“It was great, no problem,” the 75-year-old Augustan said as he sat with his wife, Carolyn. “Better than I thought it was going to be.”
They were among the 825 scheduled to get vaccinated Wednesday on the first day of business for the massive clinic in the newly renovated former Stein Mart building off Washington Road. The clinic was made possible through a partnership with Augusta National Golf Club, which loaned the building and provided a $1 million donation, along with a $1 million donation from the Community Foundation of the Central Savannah River Area.
Because it was the first day, AU Health was “starting small and will continue to scale” up in subsequent clinics, CEO Katrina Keefer said.
With 15 fixed vaccination stalls set up along one side, the site is capable of doing 300 vaccinations an hour, said Joshua Wyche, the director of pharmacy, ambulatory and oncology services for AU Health.
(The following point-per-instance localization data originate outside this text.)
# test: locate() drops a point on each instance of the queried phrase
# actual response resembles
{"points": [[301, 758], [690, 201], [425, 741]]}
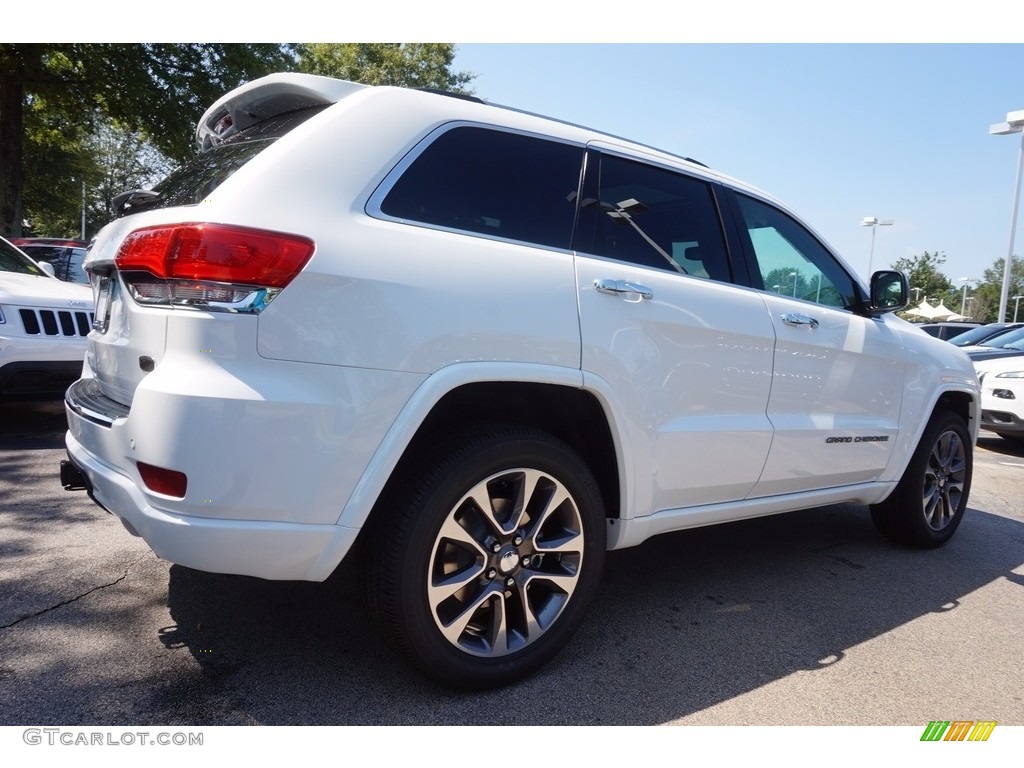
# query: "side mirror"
{"points": [[890, 292]]}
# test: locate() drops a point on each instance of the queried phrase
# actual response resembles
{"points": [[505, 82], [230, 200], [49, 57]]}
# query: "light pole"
{"points": [[965, 281], [875, 222], [1014, 124]]}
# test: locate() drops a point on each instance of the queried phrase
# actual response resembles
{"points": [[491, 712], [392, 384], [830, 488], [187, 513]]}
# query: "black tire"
{"points": [[928, 504], [486, 556]]}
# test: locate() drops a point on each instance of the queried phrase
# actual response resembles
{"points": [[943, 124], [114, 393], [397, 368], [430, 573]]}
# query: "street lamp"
{"points": [[965, 281], [1014, 124], [875, 222]]}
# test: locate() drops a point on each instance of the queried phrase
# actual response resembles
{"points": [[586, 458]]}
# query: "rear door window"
{"points": [[494, 182], [654, 217]]}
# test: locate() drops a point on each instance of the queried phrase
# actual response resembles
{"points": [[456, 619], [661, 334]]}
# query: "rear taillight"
{"points": [[210, 266]]}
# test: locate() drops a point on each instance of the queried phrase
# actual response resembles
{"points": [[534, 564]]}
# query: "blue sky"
{"points": [[837, 131]]}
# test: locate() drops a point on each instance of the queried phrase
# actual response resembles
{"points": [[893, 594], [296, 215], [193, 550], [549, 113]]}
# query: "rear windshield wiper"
{"points": [[132, 199]]}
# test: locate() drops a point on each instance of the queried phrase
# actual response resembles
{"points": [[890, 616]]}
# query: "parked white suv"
{"points": [[485, 346], [1001, 382], [43, 325]]}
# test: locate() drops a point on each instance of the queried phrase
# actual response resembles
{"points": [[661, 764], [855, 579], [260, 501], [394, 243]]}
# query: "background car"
{"points": [[1009, 344], [946, 331], [983, 333], [43, 325], [1001, 382], [65, 255]]}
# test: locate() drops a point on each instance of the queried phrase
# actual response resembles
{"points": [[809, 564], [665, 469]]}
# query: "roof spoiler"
{"points": [[267, 97]]}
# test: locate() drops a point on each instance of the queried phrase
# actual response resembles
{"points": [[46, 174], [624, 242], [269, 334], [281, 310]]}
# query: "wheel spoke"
{"points": [[452, 530], [440, 590], [455, 629]]}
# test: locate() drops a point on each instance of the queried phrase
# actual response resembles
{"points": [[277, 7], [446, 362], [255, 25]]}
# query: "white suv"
{"points": [[43, 325], [479, 347]]}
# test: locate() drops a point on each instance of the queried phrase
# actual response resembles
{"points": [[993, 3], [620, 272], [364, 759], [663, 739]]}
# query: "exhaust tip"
{"points": [[73, 478]]}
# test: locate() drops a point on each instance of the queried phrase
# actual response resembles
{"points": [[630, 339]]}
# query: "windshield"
{"points": [[1004, 339], [977, 335], [12, 260]]}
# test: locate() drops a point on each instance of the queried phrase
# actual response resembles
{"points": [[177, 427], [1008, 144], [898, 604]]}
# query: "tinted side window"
{"points": [[791, 261], [655, 217], [494, 182]]}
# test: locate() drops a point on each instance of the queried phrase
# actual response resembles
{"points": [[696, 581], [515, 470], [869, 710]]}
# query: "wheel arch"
{"points": [[451, 399]]}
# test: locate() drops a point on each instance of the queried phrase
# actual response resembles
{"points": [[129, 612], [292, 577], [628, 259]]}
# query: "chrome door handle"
{"points": [[623, 287], [795, 318]]}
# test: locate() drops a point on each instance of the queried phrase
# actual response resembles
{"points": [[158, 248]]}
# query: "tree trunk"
{"points": [[11, 153]]}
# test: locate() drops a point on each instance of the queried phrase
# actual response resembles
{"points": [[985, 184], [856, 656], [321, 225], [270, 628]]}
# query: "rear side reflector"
{"points": [[215, 253], [166, 481]]}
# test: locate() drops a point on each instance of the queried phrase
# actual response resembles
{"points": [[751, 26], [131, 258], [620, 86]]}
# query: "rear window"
{"points": [[194, 181], [12, 260]]}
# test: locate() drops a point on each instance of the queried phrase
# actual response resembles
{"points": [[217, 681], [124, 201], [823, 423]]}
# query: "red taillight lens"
{"points": [[166, 481], [215, 253]]}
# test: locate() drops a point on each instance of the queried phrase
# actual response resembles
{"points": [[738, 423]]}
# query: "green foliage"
{"points": [[52, 96], [985, 306], [923, 272], [408, 65]]}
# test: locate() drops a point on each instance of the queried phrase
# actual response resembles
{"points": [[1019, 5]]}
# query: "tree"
{"points": [[923, 272], [409, 65], [985, 306], [159, 89]]}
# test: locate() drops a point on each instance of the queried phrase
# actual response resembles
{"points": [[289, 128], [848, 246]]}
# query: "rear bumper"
{"points": [[267, 550], [1001, 421], [270, 459]]}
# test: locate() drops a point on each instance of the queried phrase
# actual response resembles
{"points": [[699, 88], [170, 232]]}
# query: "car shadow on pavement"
{"points": [[682, 623]]}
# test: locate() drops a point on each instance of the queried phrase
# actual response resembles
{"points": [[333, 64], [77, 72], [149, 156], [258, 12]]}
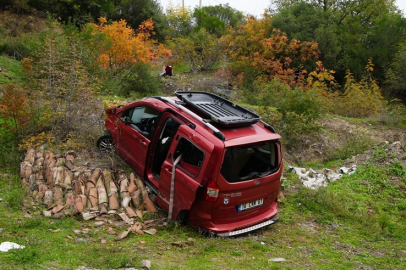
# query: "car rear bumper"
{"points": [[237, 227], [249, 229]]}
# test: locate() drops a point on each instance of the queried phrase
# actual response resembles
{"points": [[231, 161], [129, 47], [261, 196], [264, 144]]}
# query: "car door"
{"points": [[191, 153], [134, 133]]}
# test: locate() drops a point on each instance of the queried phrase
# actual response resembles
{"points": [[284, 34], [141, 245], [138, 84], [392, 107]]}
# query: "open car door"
{"points": [[184, 168]]}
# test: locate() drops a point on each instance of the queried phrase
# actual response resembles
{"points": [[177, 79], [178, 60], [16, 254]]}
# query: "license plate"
{"points": [[250, 205]]}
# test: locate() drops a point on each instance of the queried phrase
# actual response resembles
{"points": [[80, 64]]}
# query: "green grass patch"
{"points": [[11, 70]]}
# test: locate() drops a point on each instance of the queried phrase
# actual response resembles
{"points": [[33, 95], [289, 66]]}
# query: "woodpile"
{"points": [[65, 189]]}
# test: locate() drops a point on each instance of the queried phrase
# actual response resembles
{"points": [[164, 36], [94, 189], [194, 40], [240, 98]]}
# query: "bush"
{"points": [[296, 113], [138, 79]]}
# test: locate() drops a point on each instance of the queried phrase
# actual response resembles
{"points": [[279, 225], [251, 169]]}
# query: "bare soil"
{"points": [[336, 133]]}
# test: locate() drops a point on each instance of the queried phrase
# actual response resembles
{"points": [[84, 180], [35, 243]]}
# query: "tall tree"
{"points": [[134, 12], [217, 19], [348, 32]]}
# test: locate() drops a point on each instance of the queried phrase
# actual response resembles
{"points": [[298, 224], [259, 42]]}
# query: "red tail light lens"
{"points": [[212, 191]]}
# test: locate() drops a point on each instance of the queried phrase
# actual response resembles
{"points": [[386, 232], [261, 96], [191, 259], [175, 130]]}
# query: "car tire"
{"points": [[105, 144]]}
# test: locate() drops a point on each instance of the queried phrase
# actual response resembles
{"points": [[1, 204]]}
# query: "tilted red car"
{"points": [[223, 162]]}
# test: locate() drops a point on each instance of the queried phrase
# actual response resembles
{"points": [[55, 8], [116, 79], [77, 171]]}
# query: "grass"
{"points": [[10, 70], [356, 222]]}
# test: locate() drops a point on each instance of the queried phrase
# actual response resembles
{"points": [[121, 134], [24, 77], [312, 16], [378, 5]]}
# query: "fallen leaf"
{"points": [[111, 231], [125, 218], [151, 231], [98, 223]]}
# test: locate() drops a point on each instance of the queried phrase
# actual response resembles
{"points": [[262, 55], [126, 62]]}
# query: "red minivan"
{"points": [[213, 164]]}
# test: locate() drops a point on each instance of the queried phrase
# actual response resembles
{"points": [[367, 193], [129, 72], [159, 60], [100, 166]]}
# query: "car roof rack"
{"points": [[218, 109], [216, 132]]}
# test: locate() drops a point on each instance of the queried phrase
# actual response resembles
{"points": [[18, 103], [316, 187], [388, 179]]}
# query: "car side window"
{"points": [[192, 157], [141, 118]]}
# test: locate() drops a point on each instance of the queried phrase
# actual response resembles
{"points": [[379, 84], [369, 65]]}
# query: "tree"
{"points": [[14, 108], [395, 76], [134, 12], [179, 20], [79, 12], [272, 57], [118, 45], [200, 50], [348, 32]]}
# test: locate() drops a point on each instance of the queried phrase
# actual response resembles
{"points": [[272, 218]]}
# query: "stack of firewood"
{"points": [[66, 189]]}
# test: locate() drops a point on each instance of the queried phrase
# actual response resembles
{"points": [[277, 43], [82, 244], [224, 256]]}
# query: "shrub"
{"points": [[139, 79], [360, 99]]}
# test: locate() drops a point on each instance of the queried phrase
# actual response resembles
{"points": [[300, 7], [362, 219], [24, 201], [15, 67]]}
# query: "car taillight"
{"points": [[212, 191]]}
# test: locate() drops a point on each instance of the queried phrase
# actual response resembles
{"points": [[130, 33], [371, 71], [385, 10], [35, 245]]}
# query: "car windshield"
{"points": [[244, 163]]}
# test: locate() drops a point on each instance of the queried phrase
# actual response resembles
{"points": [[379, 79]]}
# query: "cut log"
{"points": [[80, 203], [30, 155], [48, 197], [135, 198], [149, 206], [70, 159], [123, 181], [108, 177], [140, 184], [113, 202], [132, 186], [95, 175], [126, 199], [130, 212]]}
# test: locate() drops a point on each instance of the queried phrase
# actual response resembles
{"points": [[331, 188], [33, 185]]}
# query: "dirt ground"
{"points": [[336, 133]]}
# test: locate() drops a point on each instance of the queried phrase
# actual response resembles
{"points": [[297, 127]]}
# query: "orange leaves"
{"points": [[14, 106], [123, 46]]}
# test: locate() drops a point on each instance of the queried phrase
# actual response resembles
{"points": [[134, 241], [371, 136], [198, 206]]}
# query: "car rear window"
{"points": [[248, 162], [192, 157]]}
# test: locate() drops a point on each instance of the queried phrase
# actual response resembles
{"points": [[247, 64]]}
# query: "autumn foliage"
{"points": [[272, 54], [14, 108], [122, 46]]}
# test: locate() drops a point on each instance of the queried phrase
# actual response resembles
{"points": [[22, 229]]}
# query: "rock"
{"points": [[146, 264], [277, 260]]}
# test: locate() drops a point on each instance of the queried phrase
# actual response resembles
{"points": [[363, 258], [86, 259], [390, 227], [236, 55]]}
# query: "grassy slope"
{"points": [[357, 222], [325, 229], [10, 70]]}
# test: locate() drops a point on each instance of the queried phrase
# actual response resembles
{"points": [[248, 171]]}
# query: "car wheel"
{"points": [[105, 144]]}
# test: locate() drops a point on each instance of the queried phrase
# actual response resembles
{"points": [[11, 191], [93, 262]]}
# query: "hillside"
{"points": [[356, 222]]}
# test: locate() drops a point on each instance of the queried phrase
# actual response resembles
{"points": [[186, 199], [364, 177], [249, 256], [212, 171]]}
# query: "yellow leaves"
{"points": [[14, 106], [370, 66], [360, 99], [321, 78], [123, 46]]}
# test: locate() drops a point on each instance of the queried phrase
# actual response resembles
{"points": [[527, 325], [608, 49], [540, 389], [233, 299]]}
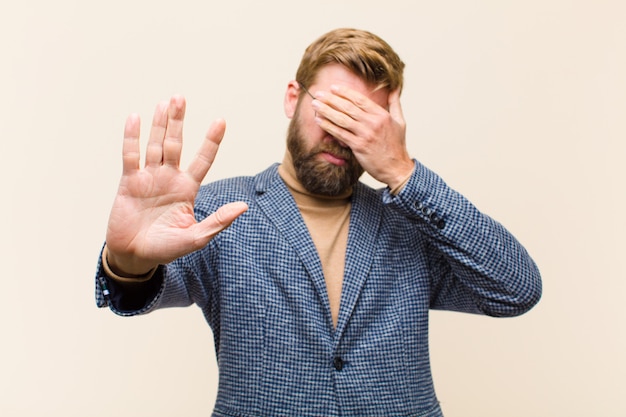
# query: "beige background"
{"points": [[520, 105]]}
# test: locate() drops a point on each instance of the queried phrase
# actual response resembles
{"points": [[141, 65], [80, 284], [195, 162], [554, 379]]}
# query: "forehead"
{"points": [[338, 74]]}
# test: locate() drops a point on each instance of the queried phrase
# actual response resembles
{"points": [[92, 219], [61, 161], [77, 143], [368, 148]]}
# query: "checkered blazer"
{"points": [[261, 288]]}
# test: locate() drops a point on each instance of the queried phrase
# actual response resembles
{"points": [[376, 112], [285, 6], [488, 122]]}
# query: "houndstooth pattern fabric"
{"points": [[261, 288]]}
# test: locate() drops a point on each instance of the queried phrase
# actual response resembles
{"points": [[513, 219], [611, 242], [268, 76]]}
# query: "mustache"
{"points": [[334, 149]]}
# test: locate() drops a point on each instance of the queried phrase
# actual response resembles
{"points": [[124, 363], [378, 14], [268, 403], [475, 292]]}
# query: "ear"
{"points": [[291, 98]]}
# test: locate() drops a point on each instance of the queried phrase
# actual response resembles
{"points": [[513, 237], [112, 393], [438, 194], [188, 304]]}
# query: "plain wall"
{"points": [[520, 105]]}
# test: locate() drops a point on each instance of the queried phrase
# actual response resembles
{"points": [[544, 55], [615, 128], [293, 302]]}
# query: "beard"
{"points": [[316, 175]]}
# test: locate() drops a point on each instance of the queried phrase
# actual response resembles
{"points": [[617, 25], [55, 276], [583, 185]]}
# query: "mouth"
{"points": [[333, 158]]}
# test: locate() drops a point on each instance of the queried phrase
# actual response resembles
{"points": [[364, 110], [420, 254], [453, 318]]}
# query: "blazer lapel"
{"points": [[275, 200], [365, 220]]}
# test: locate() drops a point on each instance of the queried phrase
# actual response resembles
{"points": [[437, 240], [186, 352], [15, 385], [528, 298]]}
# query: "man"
{"points": [[316, 287]]}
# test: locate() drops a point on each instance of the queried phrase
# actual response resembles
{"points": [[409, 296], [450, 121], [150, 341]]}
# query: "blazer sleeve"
{"points": [[475, 264], [168, 287]]}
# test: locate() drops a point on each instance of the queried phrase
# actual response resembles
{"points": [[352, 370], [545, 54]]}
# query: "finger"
{"points": [[206, 155], [218, 221], [173, 142], [130, 147], [353, 103], [154, 150]]}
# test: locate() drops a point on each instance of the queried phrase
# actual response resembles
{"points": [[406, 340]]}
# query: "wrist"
{"points": [[401, 177], [129, 270]]}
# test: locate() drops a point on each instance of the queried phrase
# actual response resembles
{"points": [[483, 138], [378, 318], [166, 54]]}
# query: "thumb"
{"points": [[218, 221]]}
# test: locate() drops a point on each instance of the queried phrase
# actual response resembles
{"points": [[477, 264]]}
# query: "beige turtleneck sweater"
{"points": [[327, 219]]}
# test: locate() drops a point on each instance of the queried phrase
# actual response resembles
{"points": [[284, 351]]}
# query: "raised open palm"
{"points": [[152, 220]]}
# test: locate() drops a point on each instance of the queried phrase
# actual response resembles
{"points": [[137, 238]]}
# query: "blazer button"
{"points": [[338, 363]]}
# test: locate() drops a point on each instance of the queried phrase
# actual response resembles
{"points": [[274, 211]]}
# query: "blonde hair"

With a large parking lot outside and employees helping to direct traffic around the site, it can operate for a long time to come, he said.
“This is meant to be a permanent location,” Wyche said, “This is meant to serve the Augusta community and the state of Georgia for an extended period of time.”
The 38,000-square-foot site has room to add probably 10 more vaccination stalls, which would boost capacity to 500 an hour, “if we were asked to do so,” he said.
A lot of planning went into making the site more welcoming and soothing, with soft jazz playing overhead and a TV (with more to come) set up to display an underwater scene as patients wait in the observation area for the required 15 minutes after vaccination to be monitored for adverse reactions, Wyche said.
The intent is to create “a very patient-friendly environment during a time that can be highly anxious for many people coming through to get their vaccinations for the first time,” he said.
The site will become “the hub” for the main vaccination efforts, and plans are to do 1,500 more there Saturday, Wyche said. Vaccinations will be limited to the hours of 8:30 a.m. to 4:30 p.m. so “we do not disrupt any more traffic than we are going to have on Washington Road,” particularly during peak hours, he said.
AU Health will continue to hold pop-up clinics in the community for those most at risk and for those who struggle with transportation or have other barriers that would hamper them from getting vaccinated, said Chief Medical Officer Phillip Coule.
“We still have a very aggressive outreach method,” Coule said.
While the Washington Road site will not take walk-ins, and you cannot enroll over the phone, AU Health is working on ways for those without internet or computer access to get signed up, he said.
Right now the main limitation is vaccine, Wyche said. AU Health ordered 5,000 doses for this week and got about 4,000 from the Georgia Department of Public Health, but 800 are second doses for those who have already gotten their first shot, he said. AU Health also received 900 doses from the South Carolina Department of Health and Environmental Control and will hold a clinic this week at Aiken Technical College.
AU Health hopes its increased capacity will bring more confidence about its ability to deliver vaccine and potentially encourage an increase in its supply, Wyche said.
“Our philosophy is we want to be a standard bearer for the state of Georgia, and if the state of Georgia decides (AU Health) is the right partner to send vaccine, that we have the ability and the bandwidth to take that vaccine and get individuals vaccinated as quickly and safely as possible,” he said. “I think this site will be the extension to allow us to continue to grow as more vaccine becomes available.”
Hans and Claudia Eber of Evans had been trying to go through their doctor’s office to get the vaccine and were on a waiting list there when a friend helped them secure a slot Wednesday to finally get their first shots. They were impressed by the setup as they waited in the parking lot for their appointments.
“I think it’s neat, I really do,” said Claudia Eber, 76, wearing a bunny mask her grandson designed.
The Princes were pleased at the convenience the site offered after trying unsuccessfully for six weeks to get signed up through the health department.
“Quick and easy,” David Prince said.
They know their age puts them at higher risk and that is why it was important to get it, he said.
“We just have confidence that everything is going to be OK,” Prince said.